Founded in 2007, The Dubai Pearl Exchange (DPE) held its first ever sale in 2009, shifting pearls worth $5 million. In 2011, the exchange held trade auctions in partnership with leading pearl farmers Paspaley, Jewelmar, and Robert Wan, attracting over 100 pearl traders from more than 20 countries.

Now the exchange is keen to raise the profile of pearls cultivated closer to home.

“Only three to four per cent of the jewelry industry is comprised of pearls. Salt-water pearls are the most sought- after natural pearls. And the bigger they are, the more demand there is for them,” commented Ahmad bin Sulaymen, executive chairman of DMCC. “When you look at fresh water pearls, mainly sourced from China and Asia, they are struggling to find real value in them.”

RAK Pearls decided to hold its first auction in the DPE to raise the regional profile of the company first, then internationally as the company grows.

“Bidding and auction has been on our minds since we started producing pearls, but the where and how was left to the growth that we see in the pearl market in the region here,” said Al-Suwaidi.

“Potentially there are pearl auctions happening every year in Hong Kong and in Japan, but we are focused on the region. Local bidding will emphasise the importance of the pearl trading history in this region.”
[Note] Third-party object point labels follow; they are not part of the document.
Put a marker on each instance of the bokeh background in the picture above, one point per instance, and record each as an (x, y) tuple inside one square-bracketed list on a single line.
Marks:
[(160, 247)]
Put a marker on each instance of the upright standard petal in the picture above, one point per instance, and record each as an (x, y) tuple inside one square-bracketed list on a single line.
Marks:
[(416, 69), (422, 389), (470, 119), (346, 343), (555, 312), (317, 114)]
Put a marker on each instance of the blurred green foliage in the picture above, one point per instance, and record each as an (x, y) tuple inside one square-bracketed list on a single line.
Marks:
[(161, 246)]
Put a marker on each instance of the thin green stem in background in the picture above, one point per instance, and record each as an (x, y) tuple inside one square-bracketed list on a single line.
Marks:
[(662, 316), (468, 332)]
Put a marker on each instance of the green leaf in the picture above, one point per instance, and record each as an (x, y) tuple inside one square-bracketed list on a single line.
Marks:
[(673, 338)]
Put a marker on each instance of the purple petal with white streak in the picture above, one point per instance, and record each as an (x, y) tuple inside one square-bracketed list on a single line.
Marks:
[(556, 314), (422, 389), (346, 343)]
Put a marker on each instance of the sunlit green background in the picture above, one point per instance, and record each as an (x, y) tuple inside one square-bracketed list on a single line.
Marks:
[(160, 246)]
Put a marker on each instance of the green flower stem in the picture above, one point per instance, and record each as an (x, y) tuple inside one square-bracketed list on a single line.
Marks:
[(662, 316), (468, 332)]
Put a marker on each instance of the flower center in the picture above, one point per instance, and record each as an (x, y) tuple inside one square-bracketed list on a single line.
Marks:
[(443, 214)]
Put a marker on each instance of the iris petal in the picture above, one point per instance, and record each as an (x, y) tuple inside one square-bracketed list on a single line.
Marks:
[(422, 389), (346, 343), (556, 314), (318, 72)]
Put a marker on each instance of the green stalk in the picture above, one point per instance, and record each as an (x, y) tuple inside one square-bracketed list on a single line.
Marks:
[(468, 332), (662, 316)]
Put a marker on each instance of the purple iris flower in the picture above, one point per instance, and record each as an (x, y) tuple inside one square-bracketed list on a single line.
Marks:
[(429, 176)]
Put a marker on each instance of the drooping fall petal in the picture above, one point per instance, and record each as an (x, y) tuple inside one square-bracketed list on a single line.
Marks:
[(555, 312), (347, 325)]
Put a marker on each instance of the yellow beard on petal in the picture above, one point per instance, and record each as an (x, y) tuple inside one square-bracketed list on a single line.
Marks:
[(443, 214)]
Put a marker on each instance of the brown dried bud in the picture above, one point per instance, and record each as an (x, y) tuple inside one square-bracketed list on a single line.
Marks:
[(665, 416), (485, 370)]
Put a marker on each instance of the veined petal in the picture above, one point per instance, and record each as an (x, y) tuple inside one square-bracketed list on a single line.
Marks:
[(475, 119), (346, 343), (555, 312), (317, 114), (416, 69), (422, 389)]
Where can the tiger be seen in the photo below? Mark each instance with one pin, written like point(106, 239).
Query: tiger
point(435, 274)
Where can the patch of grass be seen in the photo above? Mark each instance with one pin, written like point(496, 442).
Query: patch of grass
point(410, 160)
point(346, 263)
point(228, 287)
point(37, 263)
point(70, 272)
Historically, the Gulf region produced a large percentage of the world’s natural pearls before Japanese technology was introduced in the 1930s, effectively killing off traditional Gulf pearl diving.

With the advent of oil discovery in the Gulf, cheap cultured Asian pearls rose to the fore. But today the very same Japanese technology is being used to help RAK Pearls revive the country’s long-faded ancestral income.

RAK Pearls recently partnered with Mouawad Jewellers, granting the Lebanese jeweller access to some of RAK Pearls’ high-end pearls.

For its lower quality range, RAK Pearls is currently negotiating sales to cosmetic and medicinal companies. Cosmetics firms often use pearl powder in creams, while Asian natives have long used pearl powder in alternative medicine.

“We have been approached by a couple of world-famous cosmetics companies,” says Al-Suwaidi.

For the DMCC, the pearl industry and auction is just one of many initiatives aimed at attracting commodity traders. The centre is already a major hub for the diamond and gold trade; for the first half of the year, trade volumes of rough diamonds increased by 10 per cent to 66 million carats, with value rising by five per cent to $6.2 billion, compared to the same period last year.

The value of gold passing through Dubai in 2012 increased to $70 billion from $56 billion in 2011, accounting for over 25 per cent of the world’s physical gold.